Electronic health records (EHRs) contain critical information useful for clinical studies. Early assessment of patients' mortality in intensive care units is of great importance. In this paper, a Deep Rule-Based Fuzzy System (DRBFS) was proposed to develop an accurate in-hospital mortality prediction in the intensive care unit (ICU) patients employing a large number of input variables. Our main contribution is proposing a system, which is capable of dealing with big data with heterogeneous mixed categorical and numeric attributes. In DRBFS, the hidden layer in each unit is represented by interpretable fuzzy rules. Benefiting the strength of soft partitioning, a modified supervised fuzzy k-prototype clustering has been employed for fuzzy rule generation. According to the stacked approach, the same input space is kept in every base building unit of DRBFS. The training set in addition to random shifts, obtained from random projections of prediction results of the current base building unit is presented as the input of the next base building unit. A cohort of 10,972 adult admissions was selected from Medical Information Mart for Intensive Care (MIMIC-III) data set, where 9.31% of patients have died in the hospital. A heterogeneous feature set of first 48 h from ICU admissions, were extracted for in-hospital mortality rate. Required preprocessing and appropriate feature extraction were applied. To avoid biased assessments, performance indexes were calculated using holdout validation. We have evaluated our proposed method with several common classifiers including naïve Bayes (NB), decision trees (DT), Gradient Boosting (GB), Deep Belief Networks (DBN) and D-TSK-FC. The area under the receiver operating characteristics curve (AUROC) for NB, DT, GB, DBN, D-TSK-FC and our proposed method were 73.51%, 61.81%, 72.98%, 70.07%, 66.74% and 73.90% respectively. Our results have demonstrated that DRBFS outperforms various methods, while maintaining interpretable rule bases. Besides, benefiting from specific clustering methods, DRBFS can be well scaled up for large heterogeneous data sets.

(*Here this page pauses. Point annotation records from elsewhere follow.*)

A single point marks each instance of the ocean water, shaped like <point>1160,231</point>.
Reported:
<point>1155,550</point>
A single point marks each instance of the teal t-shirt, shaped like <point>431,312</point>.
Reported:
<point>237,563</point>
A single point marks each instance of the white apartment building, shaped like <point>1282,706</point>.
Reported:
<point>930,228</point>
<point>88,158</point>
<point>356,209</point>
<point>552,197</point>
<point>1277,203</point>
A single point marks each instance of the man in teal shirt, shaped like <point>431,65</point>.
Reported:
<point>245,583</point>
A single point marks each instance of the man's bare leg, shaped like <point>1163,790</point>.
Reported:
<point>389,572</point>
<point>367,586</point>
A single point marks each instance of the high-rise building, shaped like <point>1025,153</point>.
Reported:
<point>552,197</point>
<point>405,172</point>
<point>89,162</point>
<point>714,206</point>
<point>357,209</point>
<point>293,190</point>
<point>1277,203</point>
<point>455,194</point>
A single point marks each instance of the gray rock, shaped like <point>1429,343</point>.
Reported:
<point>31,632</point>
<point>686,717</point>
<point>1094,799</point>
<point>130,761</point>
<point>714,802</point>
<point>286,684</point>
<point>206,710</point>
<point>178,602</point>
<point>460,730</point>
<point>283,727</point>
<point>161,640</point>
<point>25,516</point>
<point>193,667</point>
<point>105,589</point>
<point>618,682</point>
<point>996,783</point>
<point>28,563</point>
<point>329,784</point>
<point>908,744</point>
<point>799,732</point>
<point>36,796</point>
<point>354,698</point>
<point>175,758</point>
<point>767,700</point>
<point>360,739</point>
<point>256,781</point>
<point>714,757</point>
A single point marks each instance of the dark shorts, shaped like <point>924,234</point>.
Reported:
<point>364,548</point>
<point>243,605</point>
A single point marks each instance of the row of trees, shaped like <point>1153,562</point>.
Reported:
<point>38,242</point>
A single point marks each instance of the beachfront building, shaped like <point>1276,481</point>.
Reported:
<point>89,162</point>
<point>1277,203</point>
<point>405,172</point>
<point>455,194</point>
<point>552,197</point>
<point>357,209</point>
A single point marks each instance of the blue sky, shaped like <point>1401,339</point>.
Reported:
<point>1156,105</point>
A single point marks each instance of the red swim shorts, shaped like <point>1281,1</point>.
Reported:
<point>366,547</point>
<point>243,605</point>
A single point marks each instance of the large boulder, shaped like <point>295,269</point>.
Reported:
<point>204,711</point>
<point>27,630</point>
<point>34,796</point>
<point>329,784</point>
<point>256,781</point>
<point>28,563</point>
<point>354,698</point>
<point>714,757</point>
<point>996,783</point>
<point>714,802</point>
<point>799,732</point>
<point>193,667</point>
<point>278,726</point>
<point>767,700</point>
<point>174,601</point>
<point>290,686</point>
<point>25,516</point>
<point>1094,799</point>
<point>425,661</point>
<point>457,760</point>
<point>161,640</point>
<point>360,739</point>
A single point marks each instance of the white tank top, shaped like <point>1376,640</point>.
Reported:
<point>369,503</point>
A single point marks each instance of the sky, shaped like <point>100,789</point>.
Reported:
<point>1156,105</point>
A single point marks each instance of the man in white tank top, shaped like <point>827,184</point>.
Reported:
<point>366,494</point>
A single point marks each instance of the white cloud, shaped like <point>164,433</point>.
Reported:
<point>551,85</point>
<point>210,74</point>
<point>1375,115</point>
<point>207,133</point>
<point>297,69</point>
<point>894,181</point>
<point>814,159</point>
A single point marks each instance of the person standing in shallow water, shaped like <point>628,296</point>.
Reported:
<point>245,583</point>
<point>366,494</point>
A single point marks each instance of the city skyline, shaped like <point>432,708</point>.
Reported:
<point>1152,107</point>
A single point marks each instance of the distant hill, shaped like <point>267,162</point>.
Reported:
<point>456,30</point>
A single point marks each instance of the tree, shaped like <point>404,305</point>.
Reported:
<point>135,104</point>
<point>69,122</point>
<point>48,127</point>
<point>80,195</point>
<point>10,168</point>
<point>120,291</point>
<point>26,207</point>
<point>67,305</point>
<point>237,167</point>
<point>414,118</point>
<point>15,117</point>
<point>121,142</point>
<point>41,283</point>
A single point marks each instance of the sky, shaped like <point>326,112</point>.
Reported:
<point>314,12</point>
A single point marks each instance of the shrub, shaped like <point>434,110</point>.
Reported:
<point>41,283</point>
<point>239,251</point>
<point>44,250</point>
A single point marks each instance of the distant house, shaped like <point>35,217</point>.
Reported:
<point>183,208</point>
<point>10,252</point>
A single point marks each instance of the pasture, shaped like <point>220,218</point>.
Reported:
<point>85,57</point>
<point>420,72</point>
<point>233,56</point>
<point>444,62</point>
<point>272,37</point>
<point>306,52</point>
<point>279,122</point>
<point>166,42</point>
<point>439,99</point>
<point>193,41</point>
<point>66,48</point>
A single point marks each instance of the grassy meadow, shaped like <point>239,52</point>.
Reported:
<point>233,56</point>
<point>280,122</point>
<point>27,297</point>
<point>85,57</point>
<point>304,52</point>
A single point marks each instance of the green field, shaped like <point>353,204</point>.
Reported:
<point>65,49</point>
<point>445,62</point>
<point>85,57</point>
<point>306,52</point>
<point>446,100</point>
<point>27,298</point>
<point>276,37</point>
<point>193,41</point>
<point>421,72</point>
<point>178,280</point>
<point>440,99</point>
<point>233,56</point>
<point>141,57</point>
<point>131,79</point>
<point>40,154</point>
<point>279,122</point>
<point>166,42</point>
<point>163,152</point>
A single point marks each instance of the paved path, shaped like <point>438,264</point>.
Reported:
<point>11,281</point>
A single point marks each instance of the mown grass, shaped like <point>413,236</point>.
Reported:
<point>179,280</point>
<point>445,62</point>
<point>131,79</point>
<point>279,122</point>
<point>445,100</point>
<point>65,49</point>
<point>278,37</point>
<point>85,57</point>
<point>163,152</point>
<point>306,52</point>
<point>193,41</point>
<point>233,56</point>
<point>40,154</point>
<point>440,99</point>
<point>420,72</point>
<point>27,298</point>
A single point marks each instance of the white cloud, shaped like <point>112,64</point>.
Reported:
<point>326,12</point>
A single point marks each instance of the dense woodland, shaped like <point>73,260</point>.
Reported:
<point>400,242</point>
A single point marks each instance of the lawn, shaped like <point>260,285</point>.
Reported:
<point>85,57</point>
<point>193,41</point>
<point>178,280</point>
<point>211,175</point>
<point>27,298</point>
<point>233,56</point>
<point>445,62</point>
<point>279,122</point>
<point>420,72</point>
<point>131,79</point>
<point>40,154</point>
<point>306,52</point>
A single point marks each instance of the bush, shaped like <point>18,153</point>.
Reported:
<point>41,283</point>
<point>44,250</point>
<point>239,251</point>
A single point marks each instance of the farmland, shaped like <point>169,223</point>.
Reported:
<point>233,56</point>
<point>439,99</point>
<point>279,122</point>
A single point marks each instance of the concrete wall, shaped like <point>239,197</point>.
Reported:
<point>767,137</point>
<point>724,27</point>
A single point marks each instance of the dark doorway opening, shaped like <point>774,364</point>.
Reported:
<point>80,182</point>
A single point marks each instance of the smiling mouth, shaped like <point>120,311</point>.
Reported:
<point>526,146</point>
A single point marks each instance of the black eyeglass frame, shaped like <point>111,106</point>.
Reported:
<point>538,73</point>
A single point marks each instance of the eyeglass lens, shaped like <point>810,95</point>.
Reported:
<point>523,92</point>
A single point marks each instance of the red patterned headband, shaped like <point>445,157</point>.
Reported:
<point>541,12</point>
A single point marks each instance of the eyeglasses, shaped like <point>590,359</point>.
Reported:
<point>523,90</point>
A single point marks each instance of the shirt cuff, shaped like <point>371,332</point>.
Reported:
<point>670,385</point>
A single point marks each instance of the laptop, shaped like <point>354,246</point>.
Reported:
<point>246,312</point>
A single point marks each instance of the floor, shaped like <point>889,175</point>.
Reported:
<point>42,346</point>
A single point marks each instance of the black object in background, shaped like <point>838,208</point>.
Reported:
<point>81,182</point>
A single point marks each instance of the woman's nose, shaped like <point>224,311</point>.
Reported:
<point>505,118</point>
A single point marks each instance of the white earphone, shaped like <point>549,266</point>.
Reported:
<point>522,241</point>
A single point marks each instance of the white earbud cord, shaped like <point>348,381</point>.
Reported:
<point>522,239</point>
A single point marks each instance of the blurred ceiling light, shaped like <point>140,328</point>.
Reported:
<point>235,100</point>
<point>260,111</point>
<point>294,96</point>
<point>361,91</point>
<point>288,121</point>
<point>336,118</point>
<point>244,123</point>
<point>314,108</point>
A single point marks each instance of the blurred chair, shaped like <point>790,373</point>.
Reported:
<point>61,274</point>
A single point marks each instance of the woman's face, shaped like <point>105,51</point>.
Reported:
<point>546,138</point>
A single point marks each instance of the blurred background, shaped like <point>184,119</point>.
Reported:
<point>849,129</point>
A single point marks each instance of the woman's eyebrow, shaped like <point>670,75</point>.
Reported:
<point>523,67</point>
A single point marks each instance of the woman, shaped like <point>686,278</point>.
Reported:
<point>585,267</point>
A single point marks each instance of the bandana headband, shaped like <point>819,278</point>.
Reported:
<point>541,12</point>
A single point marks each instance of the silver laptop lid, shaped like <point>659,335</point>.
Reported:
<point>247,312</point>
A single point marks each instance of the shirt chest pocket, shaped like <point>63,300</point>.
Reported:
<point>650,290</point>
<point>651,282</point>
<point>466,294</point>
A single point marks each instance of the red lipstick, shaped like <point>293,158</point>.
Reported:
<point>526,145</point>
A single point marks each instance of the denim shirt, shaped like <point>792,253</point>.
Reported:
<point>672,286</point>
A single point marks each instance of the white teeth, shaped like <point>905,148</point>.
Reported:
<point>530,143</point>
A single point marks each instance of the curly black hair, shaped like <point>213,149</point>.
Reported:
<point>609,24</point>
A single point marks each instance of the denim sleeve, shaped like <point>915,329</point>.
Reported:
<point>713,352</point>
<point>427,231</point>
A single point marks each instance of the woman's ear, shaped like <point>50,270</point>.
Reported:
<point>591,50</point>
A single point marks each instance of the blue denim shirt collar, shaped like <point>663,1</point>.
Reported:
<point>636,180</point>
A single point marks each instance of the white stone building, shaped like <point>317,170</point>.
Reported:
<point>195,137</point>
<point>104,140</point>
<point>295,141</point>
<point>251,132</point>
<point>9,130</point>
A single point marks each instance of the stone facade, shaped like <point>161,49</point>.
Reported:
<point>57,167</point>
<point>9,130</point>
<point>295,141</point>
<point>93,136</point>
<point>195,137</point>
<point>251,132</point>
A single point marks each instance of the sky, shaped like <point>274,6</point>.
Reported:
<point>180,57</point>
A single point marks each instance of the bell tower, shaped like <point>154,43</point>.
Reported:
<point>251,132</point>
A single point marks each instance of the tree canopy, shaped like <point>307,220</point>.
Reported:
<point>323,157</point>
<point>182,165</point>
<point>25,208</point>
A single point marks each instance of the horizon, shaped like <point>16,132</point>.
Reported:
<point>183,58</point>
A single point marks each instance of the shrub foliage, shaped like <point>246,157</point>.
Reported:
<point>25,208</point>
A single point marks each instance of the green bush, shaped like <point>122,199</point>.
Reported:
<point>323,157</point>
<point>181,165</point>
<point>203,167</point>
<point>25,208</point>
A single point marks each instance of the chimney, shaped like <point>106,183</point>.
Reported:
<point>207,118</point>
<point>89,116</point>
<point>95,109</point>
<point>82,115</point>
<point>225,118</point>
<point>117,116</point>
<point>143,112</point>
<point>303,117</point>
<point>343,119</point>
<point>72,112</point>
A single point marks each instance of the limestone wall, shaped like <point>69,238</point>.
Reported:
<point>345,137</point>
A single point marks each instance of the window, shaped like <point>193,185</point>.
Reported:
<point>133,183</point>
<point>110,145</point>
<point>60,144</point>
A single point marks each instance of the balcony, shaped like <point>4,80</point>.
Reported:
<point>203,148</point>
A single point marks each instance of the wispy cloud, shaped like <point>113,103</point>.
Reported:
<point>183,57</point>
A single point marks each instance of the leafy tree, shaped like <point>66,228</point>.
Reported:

电子健康记录 (EHR) 包含对临床研究有用的关键信息。早期评估重症监护病房患者的死亡率具有重要意义。本文提出了一种基于深度规则的模糊系统 (DRBFS),用于利用大量输入变量开发重症监护病房 (ICU) 患者的准确住院死亡率预测。我们的主要贡献是提出了一种能够处理具有异质混合分类和数值属性的大数据的系统。在 DRBFS 中,每个单元的隐藏层由可解释的模糊规则表示。受益于软分区的优势,采用改进的有监督模糊 k-原型聚类进行模糊规则生成。根据堆叠方法,相同的输入空间保留在 DRBFS 的每个基础构建单元中。训练集除了随机移位外,还从当前基础构建单元的预测结果的随机投影中获得,并作为下一个基础构建单元的输入。从医疗信息重症监护 (MIMIC-III) 数据集选择了 10972 名成人入院患者的队列,其中 9.31%的患者在医院死亡。从 ICU 入院的前 48 小时提取了一组异质特征集,用于计算住院死亡率。应用了所需的预处理和适当的特征提取。为了避免有偏见的评估,使用留一验证计算性能指标。我们使用几种常见的分类器评估了我们提出的方法,包括朴素贝叶斯 (NB)、决策树 (DT)、梯度提升 (GB)、深度置信网络 (DBN) 和 D-TSK-FC。NB、DT、GB、DBN、D-TSK-FC 和我们提出的方法的接收器操作特征曲线下面积 (AUROC) 分别为 73.51%、61.81%、72.98%、70.07%、66.74%和 73.90%。我们的结果表明,DRBFS 优于各种方法,同时保持可解释的规则基础。此外,受益于特定的聚类方法,DRBFS 可以很好地扩展到大型异质数据集。